As I have said before, the service and finance sector are growing worried by the incoherence and audacious nature of the military industrial complex. We will see much more of this in the future as the waning geopolitical might of the U.S. is eroded.

[–] [email protected] 10 points 3 days ago* (last edited 3 days ago)

My view of it is that news media isn't interactive enough for them anymore, especially since Jan 6th, they want to be part of the participatory television. It's not that they want or hope for real change, they just want to be part of the spectacle, not just observe it.

[–] [email protected] 4 points 3 days ago* (last edited 3 days ago)

It would be virtue-signalling for them to stop trading with Israel, of which my understanding is that many government owned entities have already as Israel is seen as a risky investment (which yeah). Sanctions would not deter anything that is going on in Palestine, as they have been completely ineffective elsewhere, and particularly ineffective with the U.S.'s full backing.

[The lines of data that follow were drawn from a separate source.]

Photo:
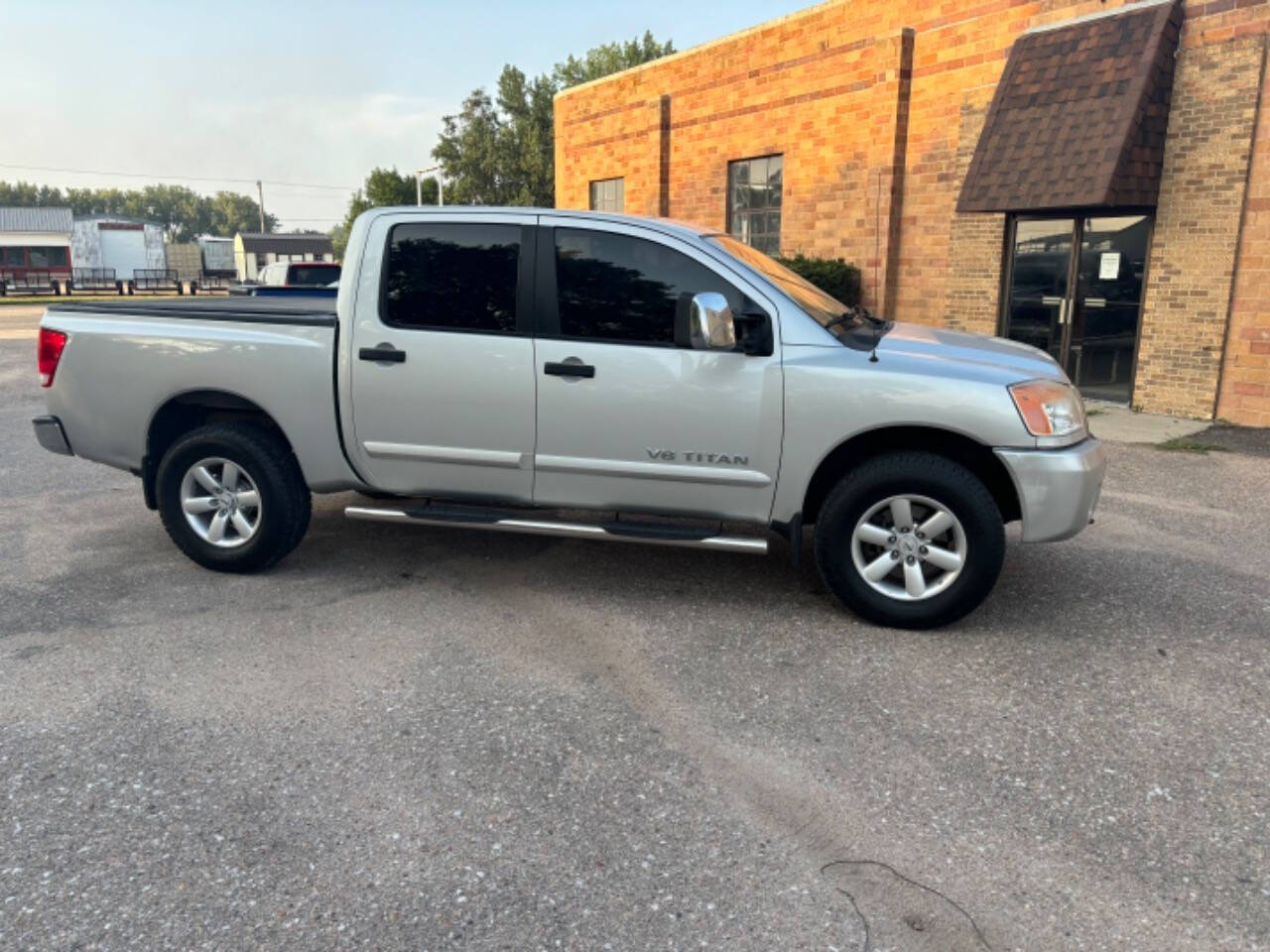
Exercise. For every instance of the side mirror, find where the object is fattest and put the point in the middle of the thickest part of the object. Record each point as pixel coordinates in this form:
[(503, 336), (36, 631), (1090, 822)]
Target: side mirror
[(710, 322)]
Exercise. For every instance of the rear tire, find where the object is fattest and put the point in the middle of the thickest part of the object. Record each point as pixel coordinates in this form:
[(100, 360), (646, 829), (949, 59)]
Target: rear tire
[(929, 572), (232, 498)]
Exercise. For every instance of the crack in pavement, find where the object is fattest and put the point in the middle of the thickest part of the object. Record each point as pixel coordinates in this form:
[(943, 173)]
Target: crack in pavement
[(928, 924), (574, 644)]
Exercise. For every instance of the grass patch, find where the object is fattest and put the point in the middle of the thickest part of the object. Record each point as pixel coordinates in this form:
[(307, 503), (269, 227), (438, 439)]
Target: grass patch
[(1185, 444)]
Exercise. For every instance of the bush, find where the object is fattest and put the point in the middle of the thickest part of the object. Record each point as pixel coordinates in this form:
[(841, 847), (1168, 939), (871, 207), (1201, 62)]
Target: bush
[(833, 276)]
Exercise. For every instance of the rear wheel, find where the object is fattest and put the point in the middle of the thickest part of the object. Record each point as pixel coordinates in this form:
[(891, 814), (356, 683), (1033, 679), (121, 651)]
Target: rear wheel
[(910, 539), (232, 498)]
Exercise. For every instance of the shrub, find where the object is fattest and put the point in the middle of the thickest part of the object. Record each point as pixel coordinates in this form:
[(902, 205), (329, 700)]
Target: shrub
[(833, 276)]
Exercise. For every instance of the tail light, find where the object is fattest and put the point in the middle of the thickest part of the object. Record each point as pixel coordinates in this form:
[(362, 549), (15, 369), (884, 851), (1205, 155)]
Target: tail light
[(49, 352)]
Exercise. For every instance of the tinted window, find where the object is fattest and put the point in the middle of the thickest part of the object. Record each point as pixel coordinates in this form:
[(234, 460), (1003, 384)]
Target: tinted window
[(313, 276), (613, 287), (607, 194), (452, 276)]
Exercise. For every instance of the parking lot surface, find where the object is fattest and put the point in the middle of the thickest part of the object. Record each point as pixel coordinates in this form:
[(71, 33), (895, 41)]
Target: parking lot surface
[(412, 739)]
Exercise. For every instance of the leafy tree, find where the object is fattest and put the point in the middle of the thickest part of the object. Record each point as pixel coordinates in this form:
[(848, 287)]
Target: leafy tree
[(382, 186), (502, 150), (610, 59), (230, 212)]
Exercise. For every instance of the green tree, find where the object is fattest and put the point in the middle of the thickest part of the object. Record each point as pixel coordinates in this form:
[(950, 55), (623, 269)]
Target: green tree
[(382, 188), (610, 59), (230, 212), (502, 150)]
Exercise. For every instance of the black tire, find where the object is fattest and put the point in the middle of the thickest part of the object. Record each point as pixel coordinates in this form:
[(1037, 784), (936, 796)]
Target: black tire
[(919, 474), (285, 500)]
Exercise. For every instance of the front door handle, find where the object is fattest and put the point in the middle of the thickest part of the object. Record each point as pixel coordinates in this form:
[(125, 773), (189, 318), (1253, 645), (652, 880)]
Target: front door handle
[(381, 354), (568, 368)]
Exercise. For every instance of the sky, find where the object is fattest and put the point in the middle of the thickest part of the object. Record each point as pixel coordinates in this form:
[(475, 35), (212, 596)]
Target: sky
[(305, 94)]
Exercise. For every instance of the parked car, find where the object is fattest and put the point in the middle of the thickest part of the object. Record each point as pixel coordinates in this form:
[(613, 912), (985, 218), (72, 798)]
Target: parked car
[(488, 367)]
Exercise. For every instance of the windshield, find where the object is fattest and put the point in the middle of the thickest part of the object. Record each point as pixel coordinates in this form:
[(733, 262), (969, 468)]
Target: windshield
[(824, 307)]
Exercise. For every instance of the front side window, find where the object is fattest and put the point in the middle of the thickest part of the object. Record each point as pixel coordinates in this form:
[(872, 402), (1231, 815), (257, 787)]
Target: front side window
[(608, 195), (826, 308), (621, 289), (452, 276), (754, 202)]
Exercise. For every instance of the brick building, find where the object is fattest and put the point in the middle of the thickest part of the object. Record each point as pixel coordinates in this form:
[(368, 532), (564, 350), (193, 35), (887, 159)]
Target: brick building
[(1089, 177)]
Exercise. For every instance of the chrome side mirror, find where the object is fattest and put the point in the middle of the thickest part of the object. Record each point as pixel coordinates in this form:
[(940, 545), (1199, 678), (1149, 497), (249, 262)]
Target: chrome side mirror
[(710, 322)]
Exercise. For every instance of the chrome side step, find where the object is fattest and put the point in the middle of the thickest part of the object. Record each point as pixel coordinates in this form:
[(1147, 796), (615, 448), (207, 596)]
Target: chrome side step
[(495, 521)]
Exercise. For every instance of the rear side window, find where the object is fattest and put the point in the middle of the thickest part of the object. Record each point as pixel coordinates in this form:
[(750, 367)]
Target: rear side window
[(621, 289), (313, 276), (452, 277)]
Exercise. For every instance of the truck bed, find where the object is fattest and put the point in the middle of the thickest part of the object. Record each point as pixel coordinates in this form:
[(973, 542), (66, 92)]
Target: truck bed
[(303, 311)]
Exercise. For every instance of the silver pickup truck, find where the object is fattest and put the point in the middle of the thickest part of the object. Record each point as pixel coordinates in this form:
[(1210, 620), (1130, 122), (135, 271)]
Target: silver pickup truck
[(489, 368)]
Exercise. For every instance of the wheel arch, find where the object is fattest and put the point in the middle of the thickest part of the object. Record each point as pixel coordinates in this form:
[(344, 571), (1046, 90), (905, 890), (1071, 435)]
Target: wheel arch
[(976, 457), (190, 409)]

They will make hay while the sun shines.

China is literally in range of Iran's missiles who, while on friendly terms, is not, unlike Pakistan, an official ally of China, in relation to their permanent conflict with China's major local geopolitical rival, India. In the same way, the less data that the U.S. has on any of the performance specs of Chinese anti-air capabilities, the better. The rewards simply do not outweigh the risks.

Capital investments and technology transfers are painstaking processes can take years to implement effectively, which by now would likely be too little, too late. If Iran is able to stand on it's own through this I can see China seeking to strengthen their relationship, but it was unlikely before.

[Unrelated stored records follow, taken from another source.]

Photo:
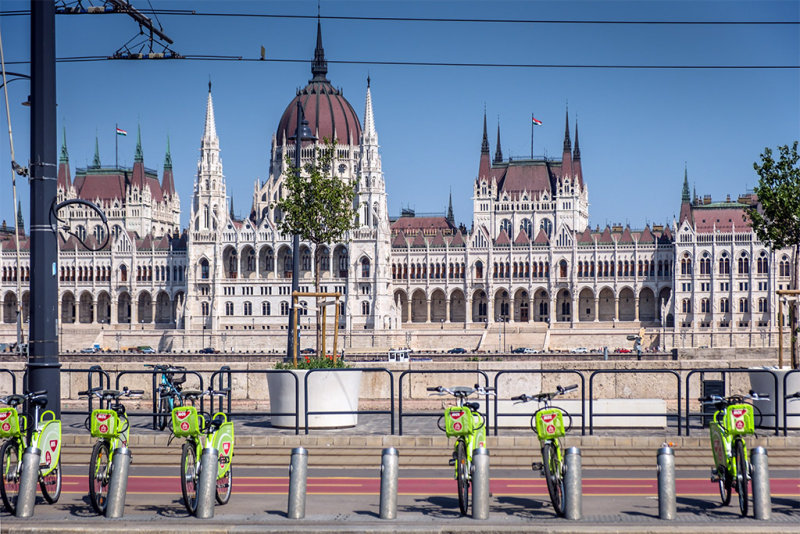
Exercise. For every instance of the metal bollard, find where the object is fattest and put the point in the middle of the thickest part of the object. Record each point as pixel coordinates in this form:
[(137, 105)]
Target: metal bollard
[(573, 484), (666, 483), (118, 487), (480, 483), (207, 483), (762, 504), (29, 478), (389, 462), (298, 472)]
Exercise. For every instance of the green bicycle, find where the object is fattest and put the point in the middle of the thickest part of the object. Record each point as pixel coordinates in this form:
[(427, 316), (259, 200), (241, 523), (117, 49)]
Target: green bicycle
[(111, 428), (732, 467), (46, 437), (203, 432), (548, 423), (465, 423)]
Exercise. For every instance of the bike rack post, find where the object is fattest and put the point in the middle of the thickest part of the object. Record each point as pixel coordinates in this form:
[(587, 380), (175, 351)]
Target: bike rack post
[(298, 472), (207, 483), (389, 463), (666, 483), (26, 499), (480, 483), (118, 487), (762, 504), (573, 482)]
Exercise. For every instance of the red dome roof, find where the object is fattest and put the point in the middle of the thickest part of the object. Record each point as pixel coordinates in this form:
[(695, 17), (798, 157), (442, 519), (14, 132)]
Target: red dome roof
[(325, 108)]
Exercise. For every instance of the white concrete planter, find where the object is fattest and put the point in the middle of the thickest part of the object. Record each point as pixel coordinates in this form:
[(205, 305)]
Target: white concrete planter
[(329, 391), (763, 383)]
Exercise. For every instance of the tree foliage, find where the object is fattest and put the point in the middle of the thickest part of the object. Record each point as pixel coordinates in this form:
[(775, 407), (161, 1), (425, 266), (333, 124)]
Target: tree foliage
[(776, 220)]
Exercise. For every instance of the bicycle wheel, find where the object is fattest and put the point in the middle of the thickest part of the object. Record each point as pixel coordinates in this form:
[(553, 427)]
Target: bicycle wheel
[(99, 476), (50, 484), (224, 485), (552, 473), (189, 476), (9, 489), (741, 475), (462, 477)]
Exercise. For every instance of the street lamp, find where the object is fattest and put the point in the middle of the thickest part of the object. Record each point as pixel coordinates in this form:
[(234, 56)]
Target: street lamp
[(301, 133)]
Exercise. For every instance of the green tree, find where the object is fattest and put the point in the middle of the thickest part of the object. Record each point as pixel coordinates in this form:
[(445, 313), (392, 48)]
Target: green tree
[(317, 205), (776, 217)]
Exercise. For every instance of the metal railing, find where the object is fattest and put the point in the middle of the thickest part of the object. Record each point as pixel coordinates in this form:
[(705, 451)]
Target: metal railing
[(498, 415)]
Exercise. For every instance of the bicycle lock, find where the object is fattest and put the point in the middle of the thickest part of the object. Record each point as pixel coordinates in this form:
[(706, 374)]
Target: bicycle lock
[(666, 483), (118, 486), (389, 464), (573, 482), (29, 478), (762, 504), (480, 483)]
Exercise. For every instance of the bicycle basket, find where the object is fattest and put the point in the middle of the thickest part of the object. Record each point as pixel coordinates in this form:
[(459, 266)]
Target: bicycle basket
[(9, 422), (458, 421), (185, 421), (739, 419), (105, 424), (550, 423)]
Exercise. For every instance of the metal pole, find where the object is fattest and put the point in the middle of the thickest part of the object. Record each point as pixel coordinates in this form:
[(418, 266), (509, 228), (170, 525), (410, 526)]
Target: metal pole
[(207, 483), (298, 472), (26, 499), (762, 504), (573, 484), (43, 364), (118, 486), (666, 483), (480, 483), (389, 463)]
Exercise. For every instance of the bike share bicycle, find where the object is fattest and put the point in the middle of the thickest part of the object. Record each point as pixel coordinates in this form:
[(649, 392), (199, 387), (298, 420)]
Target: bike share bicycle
[(167, 394), (548, 423), (465, 423), (111, 428), (203, 432), (732, 466), (46, 437)]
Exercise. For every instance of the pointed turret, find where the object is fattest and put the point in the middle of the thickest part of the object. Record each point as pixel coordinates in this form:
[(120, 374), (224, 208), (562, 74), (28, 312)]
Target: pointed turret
[(498, 153), (319, 67), (483, 168), (64, 179)]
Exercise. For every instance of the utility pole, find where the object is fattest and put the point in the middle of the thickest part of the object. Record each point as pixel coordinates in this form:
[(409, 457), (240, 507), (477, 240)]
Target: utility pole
[(43, 365)]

[–] [email protected] 4 points 3 days ago* (last edited 3 days ago) (4 children)

What would you have China do? March out to another country to assist them, because that went swimmingly for the USSR? Profusely arm them with the latest and greatest despite them having no other common cause than some replaceable trading relationships and a common enemy?

There was already massive amounts of internal fighting going on in DC when just the rare earths ban was threatened. It literally was enough to bring Trump back, tail between his legs, to the negotiating table.

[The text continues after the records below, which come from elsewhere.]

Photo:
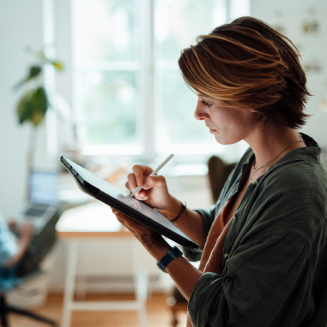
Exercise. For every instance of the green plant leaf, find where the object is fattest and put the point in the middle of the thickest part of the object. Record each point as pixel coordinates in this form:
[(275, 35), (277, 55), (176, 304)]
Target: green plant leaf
[(24, 109), (58, 65), (39, 103)]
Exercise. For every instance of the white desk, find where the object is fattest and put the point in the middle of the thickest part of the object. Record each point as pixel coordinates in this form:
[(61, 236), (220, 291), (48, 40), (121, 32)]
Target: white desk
[(94, 221)]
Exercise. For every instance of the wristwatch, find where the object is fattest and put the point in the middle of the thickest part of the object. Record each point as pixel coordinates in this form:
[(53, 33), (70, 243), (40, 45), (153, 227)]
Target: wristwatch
[(172, 254)]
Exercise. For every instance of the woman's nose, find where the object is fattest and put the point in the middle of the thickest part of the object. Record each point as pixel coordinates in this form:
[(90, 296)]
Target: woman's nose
[(200, 113)]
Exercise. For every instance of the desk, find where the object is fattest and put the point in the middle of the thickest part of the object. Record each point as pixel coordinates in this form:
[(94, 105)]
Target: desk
[(96, 221)]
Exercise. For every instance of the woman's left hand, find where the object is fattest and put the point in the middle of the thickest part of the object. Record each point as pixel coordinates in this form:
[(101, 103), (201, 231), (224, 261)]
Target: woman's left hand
[(149, 238)]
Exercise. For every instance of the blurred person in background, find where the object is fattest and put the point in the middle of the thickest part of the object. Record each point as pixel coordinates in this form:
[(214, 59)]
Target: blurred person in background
[(15, 238), (263, 244)]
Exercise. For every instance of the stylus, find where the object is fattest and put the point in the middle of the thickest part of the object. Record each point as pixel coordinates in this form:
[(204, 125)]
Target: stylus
[(153, 173)]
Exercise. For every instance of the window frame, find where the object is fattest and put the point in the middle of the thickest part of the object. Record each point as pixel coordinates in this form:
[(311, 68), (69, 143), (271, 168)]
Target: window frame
[(149, 69)]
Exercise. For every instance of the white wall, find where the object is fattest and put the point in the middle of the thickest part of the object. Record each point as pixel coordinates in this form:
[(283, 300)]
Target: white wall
[(20, 26)]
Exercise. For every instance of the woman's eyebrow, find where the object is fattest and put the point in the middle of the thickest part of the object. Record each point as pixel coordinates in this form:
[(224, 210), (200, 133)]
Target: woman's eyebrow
[(203, 96)]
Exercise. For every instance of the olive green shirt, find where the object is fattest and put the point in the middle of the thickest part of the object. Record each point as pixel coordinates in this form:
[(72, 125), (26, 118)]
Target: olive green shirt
[(275, 251)]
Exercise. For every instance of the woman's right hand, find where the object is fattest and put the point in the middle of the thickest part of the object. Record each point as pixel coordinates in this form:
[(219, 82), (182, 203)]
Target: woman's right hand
[(154, 192)]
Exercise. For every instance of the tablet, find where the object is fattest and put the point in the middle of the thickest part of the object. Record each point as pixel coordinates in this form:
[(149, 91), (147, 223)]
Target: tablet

It does not require a third party. It requires the interests of the massive lobbyists in the retail service and finance sectors to be at odds with the interests of the massive lobbyists in the manufacturing and military-industrial complex. One of them is in control of the vast majority of the U.S. economy, and it's not the manufacturing and military-industrial complex. If the military industrial complex chooses to pursue this, it would be a lobbying coup that would permanently wreck the U.S. domestic economy, destroy the remainder of their financial imperialism, and they would still lose to China. A war with China would cause the leadership in this country to eat itself alive, and the leadership knows this, otherwise they already would have done it. They have been deterred, and the longer they are deterred, the stronger China becomes.

It may be inevitable that the mad man pursues mad action, but they aren't mad enough to do so yet, and there no reason to force them towards that when you are getting stronger and they are getting sicker.

[–] [email protected] 14 points 3 days ago* (last edited 3 days ago)

Exactly. For the vast majority of these protestors, the police will not brutalize them, because they pose no actual threat to their operations. For these liberals, the narrative that it is only violent protestors who get the boot will be entrenched.

They will say to themselves and other, 'I went to the No Kings protests and was perfectly fine, I even shook hands with the police, those BLM protestors and (insert group of the year) must have been doing something dangerous and illegal!'

[–] [email protected] 25 points 3 days ago (5 children)

The masses in most of these cities aren't even angry though. They are mildly annoyed that the man on the TV isn't the correct looking man on the TV.